Perhaps the most counterintuitive story of the bunch might be from writers Shannon and Dean Hale and artist Riley Rossmo… but while they thumb their noses as the rigid formality of Themyscira’s characterization over the years, it’s a surprisingly charming affair. Rather than present Wonder Woman as an unattainably perfect demigoddess slumming it with us mere mortals, the Hales throw in some of that human messiness into the mix, as even Diana gets to experience an overwrought mother kvetching over why her daughter never calls or visits. Like Rossmo’s distorted but expressive artwork, this story is probably the most acquired taste of the bunch, but I’d say that they might be onto something - a way to make comic book Diana just as endearing and appealing as her cinematic counterpart.
That said, some of the other stories don’t quite hit as hard. Kami Garcia and Phil Hester’s story about Diana trying to find her path feels a bit like the runt of the litter, bouncing around Paradise Island a bit too placidly to hook readers or give Hester much to do visually. Fans of DC Comics Bombshells will love Marguerite Bennett and Laura Braga bringing back the cult classic team, but those who haven’t read the series will be lost given the wordy retrospective. In terms of sheer Q-rating, Scott Snyder and Bryan Hitch are perhaps the heaviest hitters of the bunch. While their execution is solid on a technical basis - beyond a few hiccups in Hitch’s rendering - I’d argue their Roosevelt-centric narrative almost feels more like a Captain America story, and beyond cinematic synergy, we don’t really get enough fallout from the story’s continuity tweaking to justify the shift in time period yet. It’s not a bad story by any means, but the concept sticks out a bit.

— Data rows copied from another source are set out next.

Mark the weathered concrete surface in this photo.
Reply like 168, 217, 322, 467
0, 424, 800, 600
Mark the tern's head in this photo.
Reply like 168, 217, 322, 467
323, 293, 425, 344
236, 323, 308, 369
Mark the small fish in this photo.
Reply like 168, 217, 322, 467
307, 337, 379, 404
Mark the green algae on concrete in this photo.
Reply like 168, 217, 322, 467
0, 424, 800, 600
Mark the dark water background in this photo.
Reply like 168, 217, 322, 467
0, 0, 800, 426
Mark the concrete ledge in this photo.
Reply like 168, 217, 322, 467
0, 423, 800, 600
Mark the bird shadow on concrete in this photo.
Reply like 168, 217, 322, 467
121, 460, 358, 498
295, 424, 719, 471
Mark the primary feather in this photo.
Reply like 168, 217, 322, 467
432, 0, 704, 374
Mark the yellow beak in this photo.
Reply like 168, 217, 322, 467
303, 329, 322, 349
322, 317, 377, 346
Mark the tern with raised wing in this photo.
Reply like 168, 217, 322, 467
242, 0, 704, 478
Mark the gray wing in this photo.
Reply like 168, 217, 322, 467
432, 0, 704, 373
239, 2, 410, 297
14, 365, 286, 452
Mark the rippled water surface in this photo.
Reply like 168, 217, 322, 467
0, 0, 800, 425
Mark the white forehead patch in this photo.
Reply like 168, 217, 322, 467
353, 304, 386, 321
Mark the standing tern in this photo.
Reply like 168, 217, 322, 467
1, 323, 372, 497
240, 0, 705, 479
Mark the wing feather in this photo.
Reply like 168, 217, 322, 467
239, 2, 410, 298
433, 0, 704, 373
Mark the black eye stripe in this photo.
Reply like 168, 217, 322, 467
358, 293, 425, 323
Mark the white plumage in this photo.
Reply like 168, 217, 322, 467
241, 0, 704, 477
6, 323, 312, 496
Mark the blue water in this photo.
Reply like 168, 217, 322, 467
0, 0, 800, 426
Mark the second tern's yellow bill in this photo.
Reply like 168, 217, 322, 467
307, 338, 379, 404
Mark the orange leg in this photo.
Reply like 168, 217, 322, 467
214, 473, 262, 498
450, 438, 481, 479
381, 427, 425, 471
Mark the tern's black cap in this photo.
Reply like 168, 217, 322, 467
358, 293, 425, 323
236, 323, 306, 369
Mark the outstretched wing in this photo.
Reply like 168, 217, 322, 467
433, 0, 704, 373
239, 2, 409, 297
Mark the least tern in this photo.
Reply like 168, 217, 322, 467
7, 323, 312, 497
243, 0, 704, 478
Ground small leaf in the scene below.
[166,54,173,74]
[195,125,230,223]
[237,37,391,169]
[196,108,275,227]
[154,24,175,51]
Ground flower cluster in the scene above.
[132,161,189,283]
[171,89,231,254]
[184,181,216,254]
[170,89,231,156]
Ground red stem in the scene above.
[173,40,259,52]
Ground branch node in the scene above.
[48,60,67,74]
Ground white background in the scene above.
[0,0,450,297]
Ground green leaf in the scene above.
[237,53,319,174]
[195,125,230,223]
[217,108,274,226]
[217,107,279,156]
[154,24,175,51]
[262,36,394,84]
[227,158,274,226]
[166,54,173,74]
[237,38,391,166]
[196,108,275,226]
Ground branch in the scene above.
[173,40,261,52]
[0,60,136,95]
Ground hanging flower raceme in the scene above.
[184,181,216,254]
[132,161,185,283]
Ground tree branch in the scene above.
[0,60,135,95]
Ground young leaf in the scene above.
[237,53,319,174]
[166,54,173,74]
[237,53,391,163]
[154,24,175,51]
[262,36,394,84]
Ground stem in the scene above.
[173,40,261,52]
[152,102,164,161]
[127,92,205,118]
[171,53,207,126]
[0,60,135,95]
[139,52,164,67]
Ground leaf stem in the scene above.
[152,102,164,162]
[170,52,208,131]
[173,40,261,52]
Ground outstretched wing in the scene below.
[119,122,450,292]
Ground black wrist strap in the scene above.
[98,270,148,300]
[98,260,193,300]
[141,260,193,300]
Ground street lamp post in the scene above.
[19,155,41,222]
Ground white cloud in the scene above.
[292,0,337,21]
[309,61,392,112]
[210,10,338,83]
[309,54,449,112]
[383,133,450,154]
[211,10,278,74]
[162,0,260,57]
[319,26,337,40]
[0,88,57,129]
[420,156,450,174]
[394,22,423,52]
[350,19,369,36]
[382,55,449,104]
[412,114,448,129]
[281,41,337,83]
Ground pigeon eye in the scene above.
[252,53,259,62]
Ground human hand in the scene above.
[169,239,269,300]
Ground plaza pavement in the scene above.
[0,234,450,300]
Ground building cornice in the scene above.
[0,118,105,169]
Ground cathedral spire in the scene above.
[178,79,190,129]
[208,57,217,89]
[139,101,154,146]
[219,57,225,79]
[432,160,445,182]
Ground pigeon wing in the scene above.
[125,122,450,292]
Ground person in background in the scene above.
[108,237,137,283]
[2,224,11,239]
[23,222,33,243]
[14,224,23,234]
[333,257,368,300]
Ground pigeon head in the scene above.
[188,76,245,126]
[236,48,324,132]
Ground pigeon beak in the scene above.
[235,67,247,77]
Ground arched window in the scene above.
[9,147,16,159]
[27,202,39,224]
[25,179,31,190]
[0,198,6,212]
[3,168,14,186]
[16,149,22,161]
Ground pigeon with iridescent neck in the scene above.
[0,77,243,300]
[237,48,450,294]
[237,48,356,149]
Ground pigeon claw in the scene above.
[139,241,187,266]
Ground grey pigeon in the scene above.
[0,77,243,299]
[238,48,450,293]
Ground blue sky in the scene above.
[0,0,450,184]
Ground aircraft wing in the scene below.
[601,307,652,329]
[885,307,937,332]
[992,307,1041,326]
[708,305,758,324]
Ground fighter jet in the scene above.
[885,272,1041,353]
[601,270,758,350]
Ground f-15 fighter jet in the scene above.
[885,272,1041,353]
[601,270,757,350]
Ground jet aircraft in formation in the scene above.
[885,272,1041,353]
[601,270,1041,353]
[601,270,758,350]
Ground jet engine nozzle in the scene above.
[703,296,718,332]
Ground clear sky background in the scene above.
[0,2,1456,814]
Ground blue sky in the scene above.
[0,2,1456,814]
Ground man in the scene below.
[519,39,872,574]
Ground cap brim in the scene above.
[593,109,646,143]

Batman has "Year One." Superman has All-Star. But Wonder Woman has never been quite as simple or as straightforward with her characterization - and perhaps it’s fitting that her 750th anniversary issue follows suit. While she was born on Earth, Wonder Woman’s central tenets at times feel more alien than anything a boy from Krypton could espouse - while Superman is aspirational on an individual basis, Diana Prince feels aspirational on a global scale, bringing a style of crimefighting that feels so different from anything else the DC pantheon has to offer. In that regard, Orlando, Merino and company are fighting uphill, telling a story that on a market level has to adhere to Big Two standards will slipping in counterprogramming that at times feels subversive. But as a result, it makes Wonder Woman #750 a book that is for patient readers only, even if some of the bigger fireworks occur in this anniversary issue’s back pages.